Infectious Media and Technologies, 1870-1914
Science Gallery Bengaluru
10 December 2021
On December 10, 2021 Dr. Amelia Bonea, research fellow at the Heidelberg Centre for Transcultural Studies, University of Heidelberg, gave a lecture and tutorial on “Communicating Contagion: Infectious Media and Technologies, 1870–1914” at Science Gallery Bengaluru. The event was part of this institution’s ongoing exhibition Contagion, organized in collaboration with a number of academic partners as well as the DBT/Wellcome Trust India Alliance, Indian National Science Academy, Chennai Photo Biennale, Robert Koch Institute and John Innes Centre. The recording of the event is available to watch here.
Abstract of the talk
What does the history of medicine, media and technology teach us about the ongoing Covid-19 pandemic? For one, that many of the anxieties we find ourselves experiencing first-hand also beset our nineteenth and twentieth-century predecessors. Bombarded with conflicting information from scientists, politicians and the media—an epidemic of (mis)information, not only of disease—we reach for the disinfectant to clean our mobile phones and electronic gadgets even if the latest research suggests that the risk of SARS-CoV-2 transmission by such “fomites” is low.
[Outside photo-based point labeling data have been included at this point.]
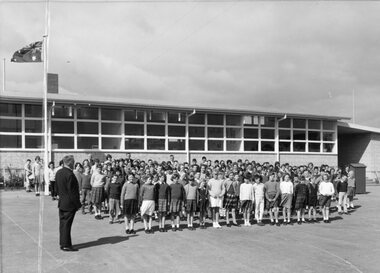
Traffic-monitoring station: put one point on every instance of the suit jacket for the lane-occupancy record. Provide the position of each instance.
(68, 190)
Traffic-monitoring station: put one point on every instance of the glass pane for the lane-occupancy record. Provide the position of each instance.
(134, 144)
(284, 134)
(61, 111)
(284, 123)
(269, 122)
(251, 145)
(32, 110)
(315, 124)
(234, 132)
(197, 119)
(34, 142)
(87, 113)
(133, 115)
(215, 145)
(10, 125)
(299, 146)
(33, 126)
(329, 125)
(267, 146)
(299, 135)
(177, 118)
(328, 136)
(314, 135)
(284, 146)
(63, 127)
(314, 147)
(156, 130)
(177, 144)
(234, 120)
(10, 109)
(88, 128)
(62, 142)
(196, 131)
(299, 123)
(328, 147)
(111, 143)
(156, 144)
(10, 141)
(111, 114)
(134, 129)
(267, 134)
(215, 132)
(197, 145)
(214, 119)
(111, 128)
(88, 143)
(179, 131)
(251, 133)
(156, 116)
(233, 145)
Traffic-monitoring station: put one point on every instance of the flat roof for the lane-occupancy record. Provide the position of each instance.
(151, 104)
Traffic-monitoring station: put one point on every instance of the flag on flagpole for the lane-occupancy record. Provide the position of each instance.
(28, 54)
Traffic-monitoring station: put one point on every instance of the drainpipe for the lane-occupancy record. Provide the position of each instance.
(278, 138)
(187, 136)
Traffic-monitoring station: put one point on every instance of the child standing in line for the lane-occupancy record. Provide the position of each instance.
(176, 202)
(114, 190)
(163, 200)
(246, 198)
(129, 202)
(191, 191)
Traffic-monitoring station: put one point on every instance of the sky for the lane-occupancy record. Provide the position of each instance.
(284, 56)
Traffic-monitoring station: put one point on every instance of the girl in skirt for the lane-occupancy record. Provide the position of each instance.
(129, 202)
(147, 195)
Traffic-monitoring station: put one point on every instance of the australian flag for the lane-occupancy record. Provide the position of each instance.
(28, 54)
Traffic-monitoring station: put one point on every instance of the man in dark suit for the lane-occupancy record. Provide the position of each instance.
(69, 201)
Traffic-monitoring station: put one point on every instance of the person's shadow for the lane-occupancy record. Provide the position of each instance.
(104, 241)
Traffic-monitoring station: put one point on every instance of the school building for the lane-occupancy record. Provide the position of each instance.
(81, 125)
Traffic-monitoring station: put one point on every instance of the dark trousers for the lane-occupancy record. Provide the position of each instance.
(66, 219)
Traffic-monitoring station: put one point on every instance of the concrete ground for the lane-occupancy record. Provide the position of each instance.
(350, 243)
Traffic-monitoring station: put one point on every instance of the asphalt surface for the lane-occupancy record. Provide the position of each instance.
(350, 243)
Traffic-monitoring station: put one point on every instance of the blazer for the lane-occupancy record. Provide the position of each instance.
(68, 190)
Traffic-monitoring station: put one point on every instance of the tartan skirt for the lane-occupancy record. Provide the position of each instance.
(130, 207)
(97, 195)
(175, 205)
(230, 201)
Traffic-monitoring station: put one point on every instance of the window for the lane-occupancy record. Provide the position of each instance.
(10, 109)
(133, 115)
(156, 144)
(111, 128)
(32, 110)
(10, 141)
(179, 131)
(111, 143)
(87, 113)
(111, 114)
(134, 144)
(88, 143)
(34, 142)
(156, 130)
(177, 144)
(215, 145)
(215, 132)
(59, 142)
(134, 129)
(62, 127)
(88, 128)
(10, 125)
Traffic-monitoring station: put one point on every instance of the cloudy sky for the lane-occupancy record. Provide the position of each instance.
(299, 57)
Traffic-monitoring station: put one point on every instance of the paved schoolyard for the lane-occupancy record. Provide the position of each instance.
(351, 243)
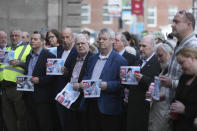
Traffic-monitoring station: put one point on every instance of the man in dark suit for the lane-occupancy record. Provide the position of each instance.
(119, 47)
(38, 103)
(65, 52)
(104, 112)
(138, 107)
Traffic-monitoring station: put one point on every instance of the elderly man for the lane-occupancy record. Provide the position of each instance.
(104, 112)
(158, 120)
(65, 52)
(182, 28)
(12, 102)
(119, 47)
(138, 107)
(38, 103)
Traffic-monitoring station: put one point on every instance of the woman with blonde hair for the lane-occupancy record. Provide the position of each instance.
(184, 108)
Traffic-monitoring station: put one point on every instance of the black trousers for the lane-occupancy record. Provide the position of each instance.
(96, 121)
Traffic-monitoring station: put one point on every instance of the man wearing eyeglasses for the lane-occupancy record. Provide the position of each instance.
(104, 113)
(183, 29)
(12, 102)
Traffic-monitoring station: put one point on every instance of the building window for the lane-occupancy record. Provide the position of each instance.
(85, 14)
(152, 17)
(107, 19)
(171, 13)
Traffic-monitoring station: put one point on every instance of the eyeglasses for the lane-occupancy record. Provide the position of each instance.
(103, 39)
(49, 37)
(168, 43)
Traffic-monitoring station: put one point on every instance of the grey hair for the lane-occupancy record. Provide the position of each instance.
(108, 31)
(152, 39)
(166, 48)
(123, 37)
(81, 35)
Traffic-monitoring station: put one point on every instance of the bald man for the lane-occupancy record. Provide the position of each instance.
(138, 107)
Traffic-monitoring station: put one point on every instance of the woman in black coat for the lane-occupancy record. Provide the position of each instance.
(184, 108)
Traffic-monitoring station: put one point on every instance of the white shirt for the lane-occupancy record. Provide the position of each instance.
(65, 55)
(145, 61)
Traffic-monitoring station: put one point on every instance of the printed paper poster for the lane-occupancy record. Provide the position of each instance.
(127, 74)
(54, 66)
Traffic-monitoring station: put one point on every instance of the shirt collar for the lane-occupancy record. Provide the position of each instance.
(81, 58)
(122, 52)
(104, 57)
(20, 43)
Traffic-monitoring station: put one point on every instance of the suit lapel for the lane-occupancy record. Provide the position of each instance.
(83, 69)
(40, 60)
(107, 64)
(148, 64)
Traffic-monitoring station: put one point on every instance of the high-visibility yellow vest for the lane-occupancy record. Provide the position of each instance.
(10, 72)
(1, 71)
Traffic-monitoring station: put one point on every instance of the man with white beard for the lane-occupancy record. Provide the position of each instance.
(158, 118)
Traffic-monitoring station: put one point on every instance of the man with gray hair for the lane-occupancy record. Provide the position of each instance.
(64, 51)
(158, 117)
(183, 29)
(138, 107)
(13, 106)
(104, 113)
(119, 47)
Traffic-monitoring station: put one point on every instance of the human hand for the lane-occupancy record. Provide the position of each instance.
(138, 76)
(35, 80)
(166, 81)
(14, 62)
(63, 69)
(177, 107)
(76, 86)
(103, 85)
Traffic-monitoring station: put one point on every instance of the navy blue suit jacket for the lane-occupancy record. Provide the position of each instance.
(110, 101)
(61, 80)
(42, 90)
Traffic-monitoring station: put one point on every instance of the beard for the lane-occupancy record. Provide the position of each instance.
(164, 65)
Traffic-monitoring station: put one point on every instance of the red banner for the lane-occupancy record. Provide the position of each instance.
(137, 7)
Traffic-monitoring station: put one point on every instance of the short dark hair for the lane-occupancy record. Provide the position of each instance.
(188, 16)
(38, 32)
(57, 35)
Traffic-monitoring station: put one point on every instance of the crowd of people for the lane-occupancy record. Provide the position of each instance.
(120, 107)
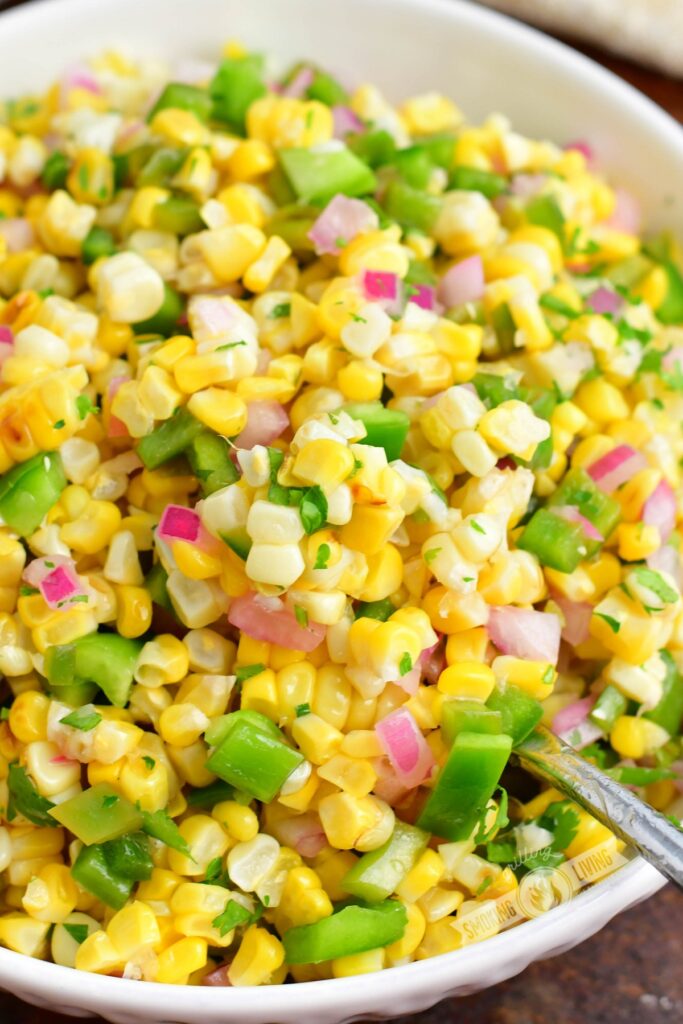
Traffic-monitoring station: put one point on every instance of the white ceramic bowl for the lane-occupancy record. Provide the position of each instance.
(487, 64)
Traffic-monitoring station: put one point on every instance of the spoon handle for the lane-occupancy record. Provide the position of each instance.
(653, 836)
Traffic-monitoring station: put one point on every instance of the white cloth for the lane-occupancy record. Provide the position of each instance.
(648, 31)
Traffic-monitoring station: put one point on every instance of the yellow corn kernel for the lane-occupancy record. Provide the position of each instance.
(469, 680)
(259, 955)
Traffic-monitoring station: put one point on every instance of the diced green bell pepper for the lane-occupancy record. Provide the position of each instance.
(556, 542)
(254, 761)
(468, 716)
(610, 705)
(378, 873)
(669, 712)
(317, 175)
(237, 84)
(169, 439)
(386, 428)
(94, 875)
(97, 814)
(179, 96)
(351, 930)
(30, 489)
(472, 179)
(209, 457)
(165, 321)
(520, 713)
(412, 207)
(465, 784)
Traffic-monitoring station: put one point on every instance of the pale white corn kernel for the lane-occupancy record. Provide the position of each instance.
(80, 459)
(50, 777)
(268, 523)
(122, 563)
(278, 564)
(249, 863)
(128, 288)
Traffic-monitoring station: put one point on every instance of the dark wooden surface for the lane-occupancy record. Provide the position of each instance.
(630, 972)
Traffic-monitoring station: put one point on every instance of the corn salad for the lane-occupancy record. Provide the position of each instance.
(339, 445)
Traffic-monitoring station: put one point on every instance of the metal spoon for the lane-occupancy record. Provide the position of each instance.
(653, 836)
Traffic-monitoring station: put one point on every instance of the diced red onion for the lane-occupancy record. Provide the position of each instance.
(463, 282)
(572, 514)
(577, 620)
(616, 467)
(17, 232)
(265, 421)
(525, 633)
(406, 748)
(628, 214)
(345, 121)
(301, 81)
(603, 300)
(659, 510)
(268, 620)
(340, 222)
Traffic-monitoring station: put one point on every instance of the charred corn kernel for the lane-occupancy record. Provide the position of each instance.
(259, 955)
(467, 680)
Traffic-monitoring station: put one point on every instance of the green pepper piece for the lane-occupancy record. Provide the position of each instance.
(179, 96)
(253, 761)
(465, 784)
(156, 584)
(386, 428)
(209, 457)
(317, 175)
(29, 491)
(468, 716)
(378, 873)
(94, 875)
(237, 84)
(55, 170)
(579, 489)
(374, 147)
(129, 856)
(165, 321)
(98, 242)
(97, 814)
(472, 179)
(327, 89)
(169, 439)
(177, 215)
(669, 711)
(351, 930)
(520, 713)
(610, 705)
(412, 207)
(554, 541)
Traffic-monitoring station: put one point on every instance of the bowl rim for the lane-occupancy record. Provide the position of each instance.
(628, 885)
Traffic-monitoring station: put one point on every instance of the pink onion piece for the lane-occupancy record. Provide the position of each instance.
(572, 514)
(406, 748)
(301, 81)
(659, 510)
(462, 283)
(268, 620)
(265, 422)
(616, 467)
(345, 121)
(340, 222)
(525, 633)
(603, 300)
(17, 232)
(628, 214)
(572, 715)
(577, 620)
(179, 523)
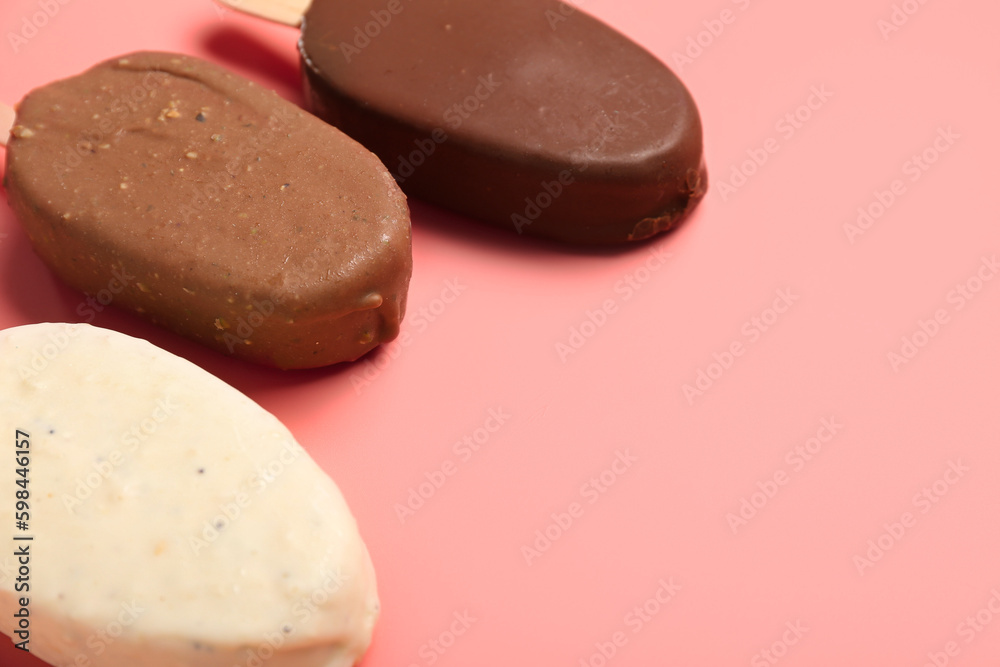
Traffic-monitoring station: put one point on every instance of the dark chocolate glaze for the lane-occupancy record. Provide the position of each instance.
(528, 114)
(193, 197)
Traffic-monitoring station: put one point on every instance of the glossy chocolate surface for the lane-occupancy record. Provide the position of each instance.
(529, 114)
(173, 188)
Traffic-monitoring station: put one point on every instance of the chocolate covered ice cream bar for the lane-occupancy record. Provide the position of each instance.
(182, 192)
(529, 114)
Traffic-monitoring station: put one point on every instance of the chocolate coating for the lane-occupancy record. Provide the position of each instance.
(208, 205)
(528, 114)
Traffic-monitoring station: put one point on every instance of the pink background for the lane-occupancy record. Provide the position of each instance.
(900, 428)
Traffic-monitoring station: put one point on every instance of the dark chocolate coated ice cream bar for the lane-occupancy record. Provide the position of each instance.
(529, 114)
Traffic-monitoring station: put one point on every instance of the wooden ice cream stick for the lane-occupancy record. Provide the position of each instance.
(288, 12)
(6, 122)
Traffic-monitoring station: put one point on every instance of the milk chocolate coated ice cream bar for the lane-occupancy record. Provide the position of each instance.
(206, 204)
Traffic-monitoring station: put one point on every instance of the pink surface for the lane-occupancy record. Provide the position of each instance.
(868, 483)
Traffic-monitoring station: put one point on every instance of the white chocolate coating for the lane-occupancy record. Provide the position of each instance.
(174, 521)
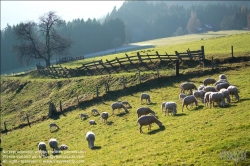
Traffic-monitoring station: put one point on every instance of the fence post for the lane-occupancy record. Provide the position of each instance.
(177, 66)
(232, 50)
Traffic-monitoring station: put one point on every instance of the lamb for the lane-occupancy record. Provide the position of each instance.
(216, 97)
(208, 81)
(189, 100)
(94, 111)
(187, 86)
(148, 120)
(90, 137)
(53, 125)
(53, 143)
(146, 97)
(63, 147)
(234, 92)
(85, 116)
(170, 107)
(118, 105)
(144, 111)
(43, 149)
(219, 86)
(105, 116)
(226, 94)
(92, 122)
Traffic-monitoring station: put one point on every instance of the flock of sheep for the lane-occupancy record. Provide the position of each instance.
(208, 94)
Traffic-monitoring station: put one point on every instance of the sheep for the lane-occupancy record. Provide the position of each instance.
(146, 97)
(182, 96)
(42, 148)
(118, 105)
(209, 89)
(144, 111)
(53, 143)
(104, 116)
(148, 120)
(92, 122)
(90, 137)
(234, 92)
(208, 81)
(226, 94)
(222, 76)
(170, 107)
(219, 86)
(216, 97)
(53, 125)
(206, 98)
(189, 100)
(94, 111)
(63, 147)
(187, 86)
(85, 116)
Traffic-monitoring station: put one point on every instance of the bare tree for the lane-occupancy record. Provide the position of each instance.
(41, 41)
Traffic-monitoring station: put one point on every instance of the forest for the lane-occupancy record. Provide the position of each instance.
(137, 21)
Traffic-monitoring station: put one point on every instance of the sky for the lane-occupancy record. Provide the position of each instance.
(15, 12)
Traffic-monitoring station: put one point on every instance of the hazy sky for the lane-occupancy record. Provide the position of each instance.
(14, 12)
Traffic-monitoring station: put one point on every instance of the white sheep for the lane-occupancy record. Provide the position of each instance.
(53, 125)
(148, 120)
(53, 143)
(90, 137)
(188, 100)
(145, 96)
(83, 116)
(208, 81)
(104, 116)
(42, 148)
(94, 111)
(187, 86)
(118, 105)
(219, 86)
(170, 107)
(226, 94)
(234, 92)
(92, 122)
(216, 97)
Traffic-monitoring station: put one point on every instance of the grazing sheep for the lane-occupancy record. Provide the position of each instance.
(209, 89)
(226, 94)
(145, 96)
(53, 143)
(208, 81)
(170, 107)
(234, 92)
(206, 98)
(216, 97)
(63, 147)
(85, 116)
(105, 116)
(181, 97)
(90, 137)
(118, 105)
(222, 76)
(92, 122)
(43, 149)
(188, 100)
(148, 120)
(219, 86)
(144, 111)
(53, 125)
(187, 86)
(94, 112)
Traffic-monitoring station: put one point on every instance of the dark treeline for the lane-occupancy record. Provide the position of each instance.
(137, 21)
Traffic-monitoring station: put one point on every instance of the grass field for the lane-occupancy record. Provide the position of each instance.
(199, 136)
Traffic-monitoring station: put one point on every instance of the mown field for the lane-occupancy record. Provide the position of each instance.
(199, 136)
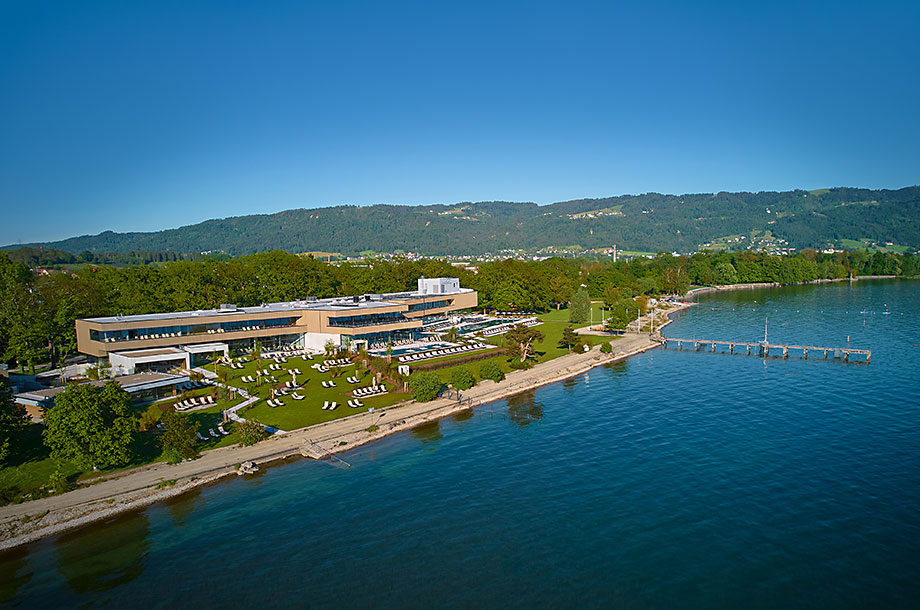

This talk introduces a historical perspective into the discussion of anxieties about physical and mental well-being associated with communication technologies. It focuses in particular on debates and experiments conducted in Britain and the US during the period 1870-1914 to establish whether using telephone instruments, especially in public places, increased the possibility of contracting infectious diseases such as tuberculosis, influenza and diphtheria.